According to the draft decree, which is expected to be
definitively approved after talks with Italy's regional
governments on Thursday, movement between regions will be banned
from December 21 until the Epiphany national holiday on June 6.
People will not be allowed to transfer to their holiday homes.
Furthermore, it will not be possible to move outside one's town
or city of residence on Christmas Day, St Stephen's Day and New
Year's Day, according to the package.
The government is also set to maintain the current night curfew,
with people not allowed out of their homes from 10pm until 5am,
except for work or health reasons or other urgent situations.
That means, among other things, it will not be possible to
attend the traditional Christmas midnight mass.
On New Year's Eve-Day the curfew will run a little longer, until
7am.
Conte is set to present the measures in a news conference later
on Thursday.
As is currently the case in regions that are not red or orange
high-risk contagion zones, restaurants and bars will be able to
be open until 6pm , including on Christmas Day.
But people who choose to spend New Year's Eve in a hotel will
not be able to have supper in the dining room, as they decree
says meals must be provided via room service on that night.
Debate was reportedly fiery at the cabinet meeting with
ex-premier Matteo Renzi's centrist Italia Viva (IV) party
calling for softer limitations.
But the two biggest groups in the ruling coalition, the 5-Star
Movement and the centre-left Democratic Party (PD), stood firm
in demanding a harder line as did the left-wing LEU group, the
sources said.
However, on Thursday the PD's Senate whip Andrea Marcucci
appealed to Conte to drop the ban on travelling outside one's
home town at Christmas and New Year so that people can meet
loved ones living elsewhere.
Italy's conference of regions expressed "astonishment and
bitterness" at how the government had adopted the decree,
complaining about the lack of dialogue with them.

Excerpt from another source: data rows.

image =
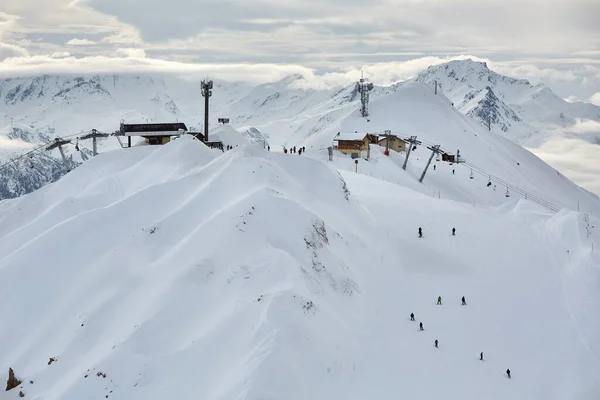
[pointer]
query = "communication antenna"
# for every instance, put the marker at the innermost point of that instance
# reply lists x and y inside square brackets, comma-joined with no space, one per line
[206,90]
[364,88]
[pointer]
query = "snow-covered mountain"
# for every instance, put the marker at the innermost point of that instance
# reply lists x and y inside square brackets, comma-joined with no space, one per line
[284,113]
[182,272]
[513,107]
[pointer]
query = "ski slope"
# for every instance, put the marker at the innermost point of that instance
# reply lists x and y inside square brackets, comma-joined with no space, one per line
[414,110]
[183,272]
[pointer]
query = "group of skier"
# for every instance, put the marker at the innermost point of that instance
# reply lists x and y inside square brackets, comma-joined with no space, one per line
[293,150]
[439,303]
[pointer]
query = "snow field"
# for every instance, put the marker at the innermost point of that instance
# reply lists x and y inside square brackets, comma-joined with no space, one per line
[180,271]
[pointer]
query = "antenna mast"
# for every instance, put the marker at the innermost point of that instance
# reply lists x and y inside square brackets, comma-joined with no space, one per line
[364,88]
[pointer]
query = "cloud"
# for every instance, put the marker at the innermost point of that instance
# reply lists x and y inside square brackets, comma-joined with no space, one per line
[572,99]
[575,158]
[133,61]
[335,38]
[80,42]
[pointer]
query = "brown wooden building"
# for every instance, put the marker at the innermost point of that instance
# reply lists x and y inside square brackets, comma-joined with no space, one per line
[355,144]
[395,143]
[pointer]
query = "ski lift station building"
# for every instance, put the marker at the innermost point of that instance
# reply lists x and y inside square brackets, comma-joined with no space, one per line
[355,144]
[158,133]
[395,143]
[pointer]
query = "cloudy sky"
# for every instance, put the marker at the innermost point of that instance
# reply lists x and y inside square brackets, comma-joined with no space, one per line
[553,41]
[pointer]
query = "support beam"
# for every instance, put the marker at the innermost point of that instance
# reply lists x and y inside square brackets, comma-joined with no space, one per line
[434,150]
[412,141]
[206,90]
[59,143]
[94,136]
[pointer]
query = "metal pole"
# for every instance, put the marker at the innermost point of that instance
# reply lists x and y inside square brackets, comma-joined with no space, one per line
[62,153]
[433,151]
[206,99]
[411,141]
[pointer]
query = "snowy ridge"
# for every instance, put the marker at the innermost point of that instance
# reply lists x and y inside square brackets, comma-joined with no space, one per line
[414,109]
[252,274]
[517,109]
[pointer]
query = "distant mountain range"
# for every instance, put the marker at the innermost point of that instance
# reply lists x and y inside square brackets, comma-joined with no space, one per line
[35,110]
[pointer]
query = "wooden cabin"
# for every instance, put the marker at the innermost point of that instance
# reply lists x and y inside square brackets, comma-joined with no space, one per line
[154,134]
[395,143]
[448,158]
[354,144]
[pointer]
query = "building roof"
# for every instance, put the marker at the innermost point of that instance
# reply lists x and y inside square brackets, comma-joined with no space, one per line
[350,136]
[159,129]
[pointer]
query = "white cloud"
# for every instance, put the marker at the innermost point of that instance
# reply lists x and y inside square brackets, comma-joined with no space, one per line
[80,42]
[576,159]
[572,99]
[131,53]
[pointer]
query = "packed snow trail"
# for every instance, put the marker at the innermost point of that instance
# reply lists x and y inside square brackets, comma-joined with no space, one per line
[183,272]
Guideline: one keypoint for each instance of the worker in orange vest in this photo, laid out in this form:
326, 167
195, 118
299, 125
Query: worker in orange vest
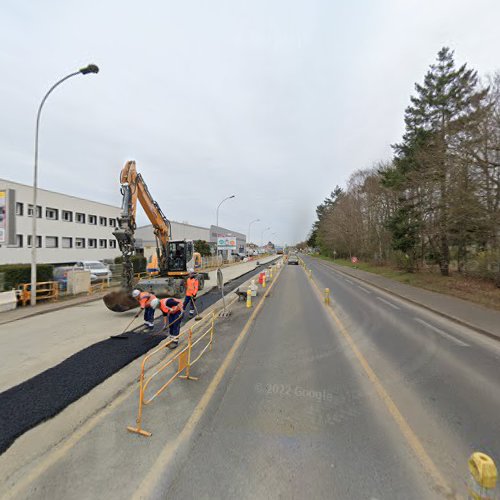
145, 299
172, 316
192, 286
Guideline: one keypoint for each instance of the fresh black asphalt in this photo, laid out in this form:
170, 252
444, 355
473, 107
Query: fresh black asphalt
26, 405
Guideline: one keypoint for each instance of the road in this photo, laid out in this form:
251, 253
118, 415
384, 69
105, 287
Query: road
300, 418
372, 398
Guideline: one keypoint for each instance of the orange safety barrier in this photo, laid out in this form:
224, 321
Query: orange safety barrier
45, 290
183, 356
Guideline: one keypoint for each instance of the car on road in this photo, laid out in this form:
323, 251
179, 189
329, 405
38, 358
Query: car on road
98, 270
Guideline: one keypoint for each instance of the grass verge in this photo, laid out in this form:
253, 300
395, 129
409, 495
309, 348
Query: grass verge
477, 291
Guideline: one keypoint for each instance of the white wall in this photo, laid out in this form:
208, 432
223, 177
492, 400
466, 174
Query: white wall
60, 228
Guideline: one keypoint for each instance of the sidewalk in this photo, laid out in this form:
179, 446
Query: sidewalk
476, 317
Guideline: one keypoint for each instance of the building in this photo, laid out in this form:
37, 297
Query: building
69, 229
145, 238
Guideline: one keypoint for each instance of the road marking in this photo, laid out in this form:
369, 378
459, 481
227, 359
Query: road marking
157, 470
408, 433
442, 332
394, 306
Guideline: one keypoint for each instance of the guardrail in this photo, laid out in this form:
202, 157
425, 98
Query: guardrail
45, 290
184, 358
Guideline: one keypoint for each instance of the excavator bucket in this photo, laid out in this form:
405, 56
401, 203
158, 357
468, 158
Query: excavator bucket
120, 301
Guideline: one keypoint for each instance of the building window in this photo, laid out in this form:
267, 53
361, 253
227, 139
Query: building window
67, 242
38, 241
51, 213
38, 211
51, 241
67, 216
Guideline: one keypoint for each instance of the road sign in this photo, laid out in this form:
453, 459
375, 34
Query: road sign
226, 243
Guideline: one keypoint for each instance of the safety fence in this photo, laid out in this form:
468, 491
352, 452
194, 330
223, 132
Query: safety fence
189, 352
45, 290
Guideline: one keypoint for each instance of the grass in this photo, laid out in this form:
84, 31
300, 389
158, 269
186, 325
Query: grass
475, 290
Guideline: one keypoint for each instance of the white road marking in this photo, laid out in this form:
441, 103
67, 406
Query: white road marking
442, 332
394, 306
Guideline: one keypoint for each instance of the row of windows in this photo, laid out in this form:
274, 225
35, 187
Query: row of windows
66, 215
66, 242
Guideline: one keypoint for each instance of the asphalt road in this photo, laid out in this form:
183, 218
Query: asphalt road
300, 418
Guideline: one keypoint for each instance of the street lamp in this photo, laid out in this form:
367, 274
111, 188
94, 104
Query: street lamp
248, 234
262, 235
91, 68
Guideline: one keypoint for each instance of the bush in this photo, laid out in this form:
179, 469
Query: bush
15, 274
139, 263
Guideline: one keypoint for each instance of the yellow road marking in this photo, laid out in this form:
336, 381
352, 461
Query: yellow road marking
147, 485
408, 433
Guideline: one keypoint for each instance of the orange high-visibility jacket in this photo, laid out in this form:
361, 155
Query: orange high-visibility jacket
192, 286
145, 299
170, 310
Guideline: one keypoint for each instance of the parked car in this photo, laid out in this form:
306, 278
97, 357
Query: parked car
98, 270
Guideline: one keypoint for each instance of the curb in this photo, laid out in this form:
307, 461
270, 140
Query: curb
459, 321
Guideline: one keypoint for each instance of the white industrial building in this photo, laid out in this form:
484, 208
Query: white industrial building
69, 229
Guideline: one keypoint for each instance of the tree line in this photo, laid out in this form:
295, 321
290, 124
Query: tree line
436, 202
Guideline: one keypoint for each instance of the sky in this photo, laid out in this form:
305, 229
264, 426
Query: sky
273, 101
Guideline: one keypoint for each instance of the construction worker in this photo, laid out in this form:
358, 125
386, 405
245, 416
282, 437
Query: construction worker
172, 315
145, 299
192, 286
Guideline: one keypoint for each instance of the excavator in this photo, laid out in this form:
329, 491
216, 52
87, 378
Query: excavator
173, 258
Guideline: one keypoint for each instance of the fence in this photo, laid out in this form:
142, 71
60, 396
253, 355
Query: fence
45, 290
183, 357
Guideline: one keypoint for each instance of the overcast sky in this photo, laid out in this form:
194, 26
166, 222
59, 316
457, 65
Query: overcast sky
274, 101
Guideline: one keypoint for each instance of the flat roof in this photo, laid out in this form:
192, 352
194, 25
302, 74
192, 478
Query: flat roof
57, 192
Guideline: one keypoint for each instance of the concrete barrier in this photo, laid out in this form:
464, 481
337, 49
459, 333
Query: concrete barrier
8, 301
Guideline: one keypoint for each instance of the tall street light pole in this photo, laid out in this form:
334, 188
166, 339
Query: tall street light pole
262, 235
248, 235
91, 68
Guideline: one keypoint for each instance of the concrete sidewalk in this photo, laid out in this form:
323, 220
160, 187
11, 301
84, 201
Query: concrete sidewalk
35, 343
476, 317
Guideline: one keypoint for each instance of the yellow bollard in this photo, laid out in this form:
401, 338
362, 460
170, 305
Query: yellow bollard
483, 476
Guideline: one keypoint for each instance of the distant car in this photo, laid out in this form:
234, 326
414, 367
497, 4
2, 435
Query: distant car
98, 270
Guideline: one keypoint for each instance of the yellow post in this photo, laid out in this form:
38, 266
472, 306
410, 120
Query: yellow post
483, 476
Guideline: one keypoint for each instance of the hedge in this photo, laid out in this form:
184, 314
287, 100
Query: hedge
15, 274
139, 262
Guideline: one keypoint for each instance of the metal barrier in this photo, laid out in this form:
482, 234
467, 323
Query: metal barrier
45, 290
184, 362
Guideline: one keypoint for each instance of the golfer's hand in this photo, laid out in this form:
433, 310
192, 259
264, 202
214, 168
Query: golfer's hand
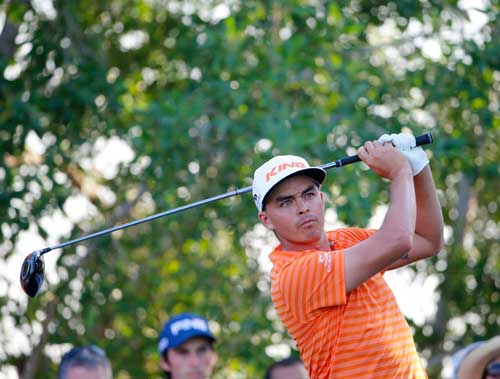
406, 144
385, 160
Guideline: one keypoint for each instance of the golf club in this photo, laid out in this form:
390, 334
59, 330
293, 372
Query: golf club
32, 271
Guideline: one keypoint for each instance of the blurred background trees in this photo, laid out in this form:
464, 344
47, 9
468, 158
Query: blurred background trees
112, 111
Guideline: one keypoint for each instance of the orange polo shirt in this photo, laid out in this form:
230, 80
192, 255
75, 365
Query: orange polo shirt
362, 334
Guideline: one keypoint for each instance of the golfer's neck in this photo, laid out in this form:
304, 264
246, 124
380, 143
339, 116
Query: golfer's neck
321, 244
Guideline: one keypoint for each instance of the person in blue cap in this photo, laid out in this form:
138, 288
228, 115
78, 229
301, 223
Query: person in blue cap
186, 347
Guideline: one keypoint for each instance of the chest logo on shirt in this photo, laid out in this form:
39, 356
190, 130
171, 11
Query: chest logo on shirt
326, 260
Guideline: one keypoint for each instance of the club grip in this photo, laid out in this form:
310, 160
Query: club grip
423, 139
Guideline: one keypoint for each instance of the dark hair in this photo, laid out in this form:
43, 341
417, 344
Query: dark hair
290, 361
89, 356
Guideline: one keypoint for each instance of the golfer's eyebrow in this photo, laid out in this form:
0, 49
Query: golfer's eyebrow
288, 197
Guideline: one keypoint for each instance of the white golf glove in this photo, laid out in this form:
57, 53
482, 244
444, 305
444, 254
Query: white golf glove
405, 143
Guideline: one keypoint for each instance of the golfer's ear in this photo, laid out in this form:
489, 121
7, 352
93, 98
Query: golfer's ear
265, 220
165, 365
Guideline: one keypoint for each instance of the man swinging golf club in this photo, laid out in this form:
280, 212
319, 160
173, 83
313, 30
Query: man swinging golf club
327, 287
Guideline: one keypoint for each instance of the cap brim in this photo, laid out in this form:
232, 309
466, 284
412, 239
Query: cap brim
192, 334
315, 173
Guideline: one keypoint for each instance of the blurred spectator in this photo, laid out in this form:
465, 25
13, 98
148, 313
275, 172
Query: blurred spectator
288, 368
480, 360
86, 362
186, 346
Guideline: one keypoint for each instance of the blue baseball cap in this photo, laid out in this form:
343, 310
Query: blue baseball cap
181, 328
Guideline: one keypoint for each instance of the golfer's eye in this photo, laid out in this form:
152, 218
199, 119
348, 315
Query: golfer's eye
285, 203
309, 195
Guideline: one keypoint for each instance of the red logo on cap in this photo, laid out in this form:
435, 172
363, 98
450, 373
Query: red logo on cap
283, 167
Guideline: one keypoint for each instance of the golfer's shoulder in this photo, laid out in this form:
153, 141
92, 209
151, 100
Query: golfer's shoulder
350, 233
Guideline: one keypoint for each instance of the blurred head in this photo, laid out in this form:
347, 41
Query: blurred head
86, 362
288, 368
481, 360
186, 348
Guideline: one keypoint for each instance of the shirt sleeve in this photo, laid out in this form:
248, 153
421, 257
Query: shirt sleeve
313, 281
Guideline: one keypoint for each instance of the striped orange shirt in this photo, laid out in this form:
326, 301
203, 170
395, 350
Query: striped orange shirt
361, 334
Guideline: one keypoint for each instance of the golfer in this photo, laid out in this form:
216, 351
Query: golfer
327, 287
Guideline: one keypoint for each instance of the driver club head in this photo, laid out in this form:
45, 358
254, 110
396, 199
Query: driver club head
32, 273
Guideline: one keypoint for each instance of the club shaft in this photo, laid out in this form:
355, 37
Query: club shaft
420, 140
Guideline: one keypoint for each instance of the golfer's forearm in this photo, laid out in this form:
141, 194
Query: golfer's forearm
429, 224
399, 223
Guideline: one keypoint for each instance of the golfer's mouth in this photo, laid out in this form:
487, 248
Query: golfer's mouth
307, 222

"It's crazy to read a decree that will stop citizens moving
between towns in the same region on December 25 and 26 and on
January 1, even if it is just to visit parents or children,
while none of the proposals made by the regions have been
incorporated," said Lombardy Governor Attilio Fontana.
The cabinet has also decided to keep Italy's high schools closed
until January 7, with classes being taught via distance
learning, sources said.
In the new year high-school students will have lessons split
75%-25% between classes in school and distance learning.
The government has resisted intense pressure from Italy's Alpine
regions to open the nation's ski slopes for the Christmas
holidays too.
Under the new decree, which will be in force until January 15,
it will only be possible for non-professionals to go skiing
again on January 7.
Italy's shopping centres will have to remain closed at weekends
too.
Cruises will be barred from December 21 until January 6. (ANSA).